Après cette période sombre, les Catalans reprennent le fil de leur histoire régionale. Le président en exil de la Généralité, Josep Tarradellas, est de retour en 1977. "C'est vraiment une date importante, explique Benoît Pellistrandi. C'est l'idée que le 'self government' de la Catalogne est reconnu dans le nouveau panorama politique qui s'ouvre." En 1979, un nouveau statut de la Catalogne est voté. "Il remet sur pied ce que le franquisme avait détruit", explique Joan B. Culla. 

"Madrid a cru à un mirage, il n'en est rien"

Après plusieurs années de statu quo face à un Parti populaire (droite) hostile à toute évolution du statut de la Catalogne, l'arrivée au pouvoir des socialistes semblent débloquer la situation en 2006. "Nous avons rédigé un nouveau statut, largement adopté par le Parlement catalan, mais très rapidement, le pouvoir socialiste a perdu son enthousiasme, se rappelle Joan B. Culla.
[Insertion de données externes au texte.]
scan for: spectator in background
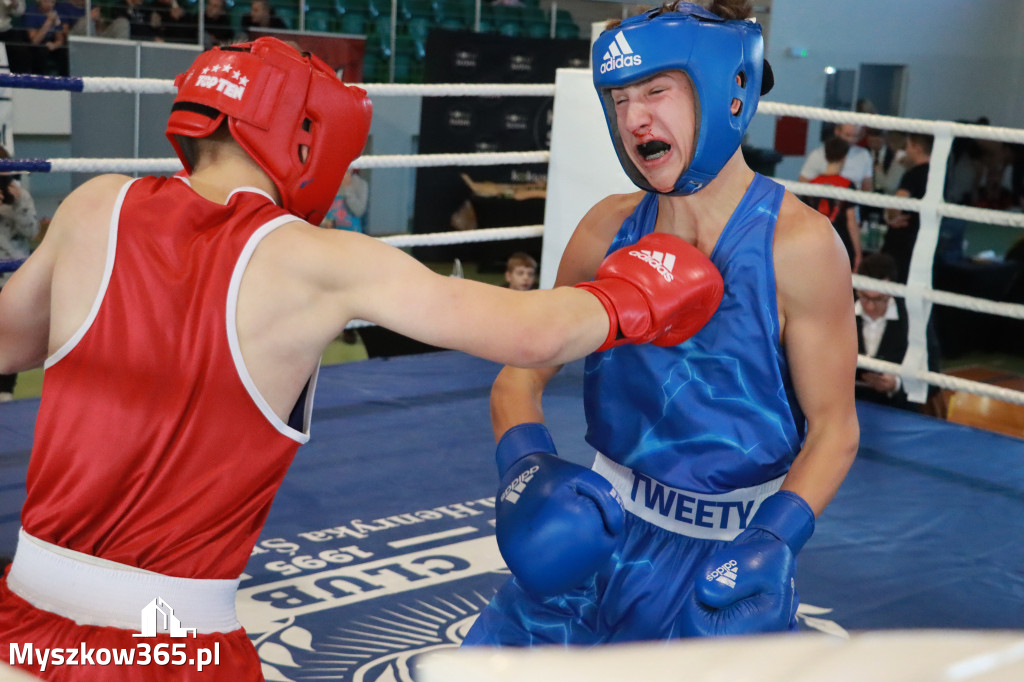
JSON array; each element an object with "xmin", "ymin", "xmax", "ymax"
[
  {"xmin": 503, "ymin": 251, "xmax": 536, "ymax": 291},
  {"xmin": 0, "ymin": 146, "xmax": 39, "ymax": 401},
  {"xmin": 883, "ymin": 132, "xmax": 932, "ymax": 283},
  {"xmin": 0, "ymin": 0, "xmax": 25, "ymax": 38},
  {"xmin": 856, "ymin": 98, "xmax": 877, "ymax": 116},
  {"xmin": 1010, "ymin": 143, "xmax": 1024, "ymax": 211},
  {"xmin": 242, "ymin": 0, "xmax": 286, "ymax": 39},
  {"xmin": 0, "ymin": 0, "xmax": 29, "ymax": 74},
  {"xmin": 800, "ymin": 123, "xmax": 873, "ymax": 192},
  {"xmin": 854, "ymin": 252, "xmax": 940, "ymax": 412},
  {"xmin": 872, "ymin": 129, "xmax": 908, "ymax": 196},
  {"xmin": 804, "ymin": 136, "xmax": 860, "ymax": 271},
  {"xmin": 945, "ymin": 126, "xmax": 982, "ymax": 205},
  {"xmin": 23, "ymin": 0, "xmax": 68, "ymax": 76},
  {"xmin": 973, "ymin": 137, "xmax": 1016, "ymax": 210},
  {"xmin": 108, "ymin": 0, "xmax": 156, "ymax": 41},
  {"xmin": 202, "ymin": 0, "xmax": 235, "ymax": 47},
  {"xmin": 59, "ymin": 0, "xmax": 116, "ymax": 37},
  {"xmin": 56, "ymin": 0, "xmax": 84, "ymax": 33},
  {"xmin": 321, "ymin": 168, "xmax": 368, "ymax": 232},
  {"xmin": 149, "ymin": 0, "xmax": 196, "ymax": 44}
]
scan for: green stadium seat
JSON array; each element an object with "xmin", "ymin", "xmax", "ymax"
[
  {"xmin": 338, "ymin": 11, "xmax": 367, "ymax": 34},
  {"xmin": 269, "ymin": 0, "xmax": 300, "ymax": 15},
  {"xmin": 553, "ymin": 8, "xmax": 579, "ymax": 38},
  {"xmin": 274, "ymin": 6, "xmax": 295, "ymax": 28},
  {"xmin": 437, "ymin": 0, "xmax": 471, "ymax": 27},
  {"xmin": 362, "ymin": 53, "xmax": 389, "ymax": 82},
  {"xmin": 438, "ymin": 16, "xmax": 467, "ymax": 30},
  {"xmin": 229, "ymin": 4, "xmax": 249, "ymax": 33},
  {"xmin": 407, "ymin": 16, "xmax": 430, "ymax": 40},
  {"xmin": 339, "ymin": 0, "xmax": 380, "ymax": 19},
  {"xmin": 305, "ymin": 9, "xmax": 334, "ymax": 32},
  {"xmin": 371, "ymin": 15, "xmax": 392, "ymax": 37},
  {"xmin": 401, "ymin": 0, "xmax": 437, "ymax": 20},
  {"xmin": 523, "ymin": 20, "xmax": 549, "ymax": 39}
]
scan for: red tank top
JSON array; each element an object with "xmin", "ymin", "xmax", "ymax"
[{"xmin": 22, "ymin": 176, "xmax": 311, "ymax": 579}]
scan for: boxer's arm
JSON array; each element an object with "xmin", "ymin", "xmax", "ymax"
[
  {"xmin": 0, "ymin": 174, "xmax": 128, "ymax": 373},
  {"xmin": 341, "ymin": 193, "xmax": 647, "ymax": 369},
  {"xmin": 775, "ymin": 195, "xmax": 860, "ymax": 515},
  {"xmin": 489, "ymin": 192, "xmax": 641, "ymax": 435},
  {"xmin": 344, "ymin": 235, "xmax": 608, "ymax": 368},
  {"xmin": 491, "ymin": 364, "xmax": 561, "ymax": 439},
  {"xmin": 0, "ymin": 237, "xmax": 54, "ymax": 373},
  {"xmin": 278, "ymin": 226, "xmax": 607, "ymax": 369}
]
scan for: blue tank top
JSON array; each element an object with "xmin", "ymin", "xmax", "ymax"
[{"xmin": 584, "ymin": 174, "xmax": 805, "ymax": 493}]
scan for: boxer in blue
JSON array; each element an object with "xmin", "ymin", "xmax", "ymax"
[{"xmin": 463, "ymin": 0, "xmax": 860, "ymax": 645}]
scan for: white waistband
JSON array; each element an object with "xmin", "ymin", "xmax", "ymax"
[
  {"xmin": 7, "ymin": 529, "xmax": 241, "ymax": 634},
  {"xmin": 592, "ymin": 453, "xmax": 786, "ymax": 541}
]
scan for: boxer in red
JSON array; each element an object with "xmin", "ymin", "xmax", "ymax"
[{"xmin": 0, "ymin": 38, "xmax": 723, "ymax": 679}]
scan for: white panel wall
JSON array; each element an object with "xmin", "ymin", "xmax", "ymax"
[
  {"xmin": 540, "ymin": 68, "xmax": 634, "ymax": 290},
  {"xmin": 11, "ymin": 90, "xmax": 71, "ymax": 136}
]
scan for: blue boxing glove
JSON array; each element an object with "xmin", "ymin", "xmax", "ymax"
[
  {"xmin": 494, "ymin": 422, "xmax": 625, "ymax": 597},
  {"xmin": 681, "ymin": 491, "xmax": 815, "ymax": 636}
]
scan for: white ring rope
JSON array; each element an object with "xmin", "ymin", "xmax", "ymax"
[
  {"xmin": 780, "ymin": 180, "xmax": 1024, "ymax": 229},
  {"xmin": 852, "ymin": 275, "xmax": 1024, "ymax": 321},
  {"xmin": 859, "ymin": 356, "xmax": 1024, "ymax": 407},
  {"xmin": 352, "ymin": 151, "xmax": 551, "ymax": 169},
  {"xmin": 758, "ymin": 102, "xmax": 1024, "ymax": 145},
  {"xmin": 8, "ymin": 75, "xmax": 1024, "ymax": 411},
  {"xmin": 35, "ymin": 74, "xmax": 1024, "ymax": 143},
  {"xmin": 42, "ymin": 151, "xmax": 551, "ymax": 174},
  {"xmin": 72, "ymin": 79, "xmax": 560, "ymax": 98},
  {"xmin": 379, "ymin": 225, "xmax": 543, "ymax": 248}
]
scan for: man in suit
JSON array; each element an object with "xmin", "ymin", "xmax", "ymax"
[{"xmin": 855, "ymin": 252, "xmax": 940, "ymax": 411}]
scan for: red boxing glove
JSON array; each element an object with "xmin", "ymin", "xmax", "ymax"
[{"xmin": 575, "ymin": 232, "xmax": 723, "ymax": 351}]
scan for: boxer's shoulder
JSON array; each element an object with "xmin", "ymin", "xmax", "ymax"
[
  {"xmin": 46, "ymin": 174, "xmax": 133, "ymax": 252},
  {"xmin": 558, "ymin": 191, "xmax": 646, "ymax": 286},
  {"xmin": 580, "ymin": 191, "xmax": 646, "ymax": 231}
]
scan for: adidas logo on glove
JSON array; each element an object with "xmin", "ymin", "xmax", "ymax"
[
  {"xmin": 500, "ymin": 465, "xmax": 540, "ymax": 504},
  {"xmin": 600, "ymin": 32, "xmax": 642, "ymax": 73},
  {"xmin": 705, "ymin": 559, "xmax": 739, "ymax": 588},
  {"xmin": 628, "ymin": 249, "xmax": 676, "ymax": 282}
]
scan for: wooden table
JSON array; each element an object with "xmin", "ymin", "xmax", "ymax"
[{"xmin": 941, "ymin": 366, "xmax": 1024, "ymax": 439}]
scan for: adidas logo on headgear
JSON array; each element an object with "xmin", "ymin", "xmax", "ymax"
[
  {"xmin": 628, "ymin": 248, "xmax": 676, "ymax": 282},
  {"xmin": 600, "ymin": 32, "xmax": 642, "ymax": 73}
]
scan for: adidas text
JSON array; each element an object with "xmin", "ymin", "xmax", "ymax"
[
  {"xmin": 706, "ymin": 559, "xmax": 738, "ymax": 588},
  {"xmin": 629, "ymin": 249, "xmax": 675, "ymax": 282},
  {"xmin": 600, "ymin": 54, "xmax": 642, "ymax": 74},
  {"xmin": 500, "ymin": 465, "xmax": 539, "ymax": 504}
]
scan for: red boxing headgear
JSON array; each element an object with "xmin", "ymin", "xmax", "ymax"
[{"xmin": 166, "ymin": 37, "xmax": 372, "ymax": 224}]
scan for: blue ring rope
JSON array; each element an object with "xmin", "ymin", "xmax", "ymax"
[
  {"xmin": 0, "ymin": 73, "xmax": 85, "ymax": 92},
  {"xmin": 0, "ymin": 159, "xmax": 54, "ymax": 173},
  {"xmin": 0, "ymin": 258, "xmax": 27, "ymax": 274}
]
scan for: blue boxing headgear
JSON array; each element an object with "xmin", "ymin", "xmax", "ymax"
[{"xmin": 593, "ymin": 3, "xmax": 772, "ymax": 195}]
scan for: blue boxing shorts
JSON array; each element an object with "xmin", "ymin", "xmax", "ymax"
[{"xmin": 462, "ymin": 454, "xmax": 790, "ymax": 646}]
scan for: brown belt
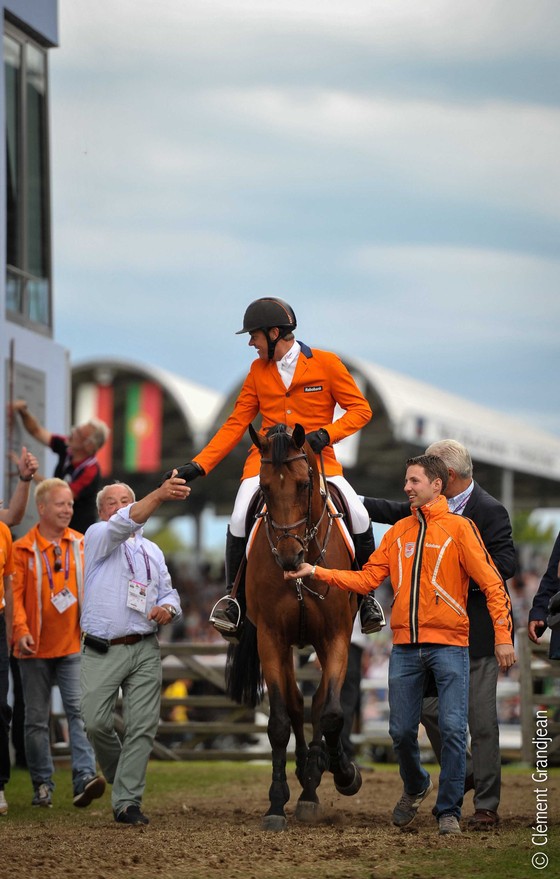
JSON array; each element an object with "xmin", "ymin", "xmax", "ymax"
[{"xmin": 109, "ymin": 633, "xmax": 154, "ymax": 646}]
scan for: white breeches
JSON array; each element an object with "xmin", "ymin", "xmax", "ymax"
[{"xmin": 229, "ymin": 474, "xmax": 370, "ymax": 538}]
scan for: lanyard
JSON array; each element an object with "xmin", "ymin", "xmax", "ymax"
[
  {"xmin": 63, "ymin": 454, "xmax": 98, "ymax": 481},
  {"xmin": 450, "ymin": 494, "xmax": 470, "ymax": 516},
  {"xmin": 41, "ymin": 546, "xmax": 70, "ymax": 591},
  {"xmin": 123, "ymin": 542, "xmax": 152, "ymax": 582}
]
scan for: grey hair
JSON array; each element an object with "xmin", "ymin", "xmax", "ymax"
[
  {"xmin": 85, "ymin": 418, "xmax": 111, "ymax": 452},
  {"xmin": 96, "ymin": 481, "xmax": 136, "ymax": 512},
  {"xmin": 424, "ymin": 439, "xmax": 473, "ymax": 480}
]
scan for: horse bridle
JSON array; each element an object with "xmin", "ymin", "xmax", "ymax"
[{"xmin": 257, "ymin": 445, "xmax": 336, "ymax": 579}]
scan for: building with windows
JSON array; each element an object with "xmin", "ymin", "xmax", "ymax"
[{"xmin": 1, "ymin": 2, "xmax": 68, "ymax": 520}]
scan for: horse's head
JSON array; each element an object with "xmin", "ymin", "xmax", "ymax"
[{"xmin": 249, "ymin": 423, "xmax": 322, "ymax": 571}]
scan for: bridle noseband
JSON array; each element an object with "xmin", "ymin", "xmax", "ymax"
[{"xmin": 258, "ymin": 445, "xmax": 334, "ymax": 574}]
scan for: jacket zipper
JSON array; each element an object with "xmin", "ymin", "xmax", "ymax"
[{"xmin": 409, "ymin": 510, "xmax": 426, "ymax": 642}]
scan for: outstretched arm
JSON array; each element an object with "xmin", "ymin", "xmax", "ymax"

A peine le texte adopté par Madrid, puis par référendum en Catalogne, il s'est retrouvé dans 'le couloir de la mort', à cause du recours du Parti populaire auprès du Tribunal constitutionnel".

En 2010, plusieurs articles très symboliques du statut sont censurés, dont la reconnaissance de la "nation" catalane et la primauté de la langue catalane. "Cette décision a été vécue comme une agression juridique en Catalogne", explique Joan B. Culla. C'est à partir de ce moment que l'idée de l'indépendance va progressivement faire surface. En 2012, des centaines de milliers de manifestants brandissant des drapeaux indépendantistes défilent pour la première fois dans les rues de Barcelone. "Madrid a cru à un mirage, explique Joan B. Culla. Mais il n'en est rien. Avec la crise économique, des gens peu politisés ont commencé à se révolter contre l'attitude de Madrid." Un dialogue de sourds entre les autorités catalanes et madrilènes a fini de faire monter le désir d'indépendance. Jusqu'à la crise politique que connaît l'Espagne actuellement.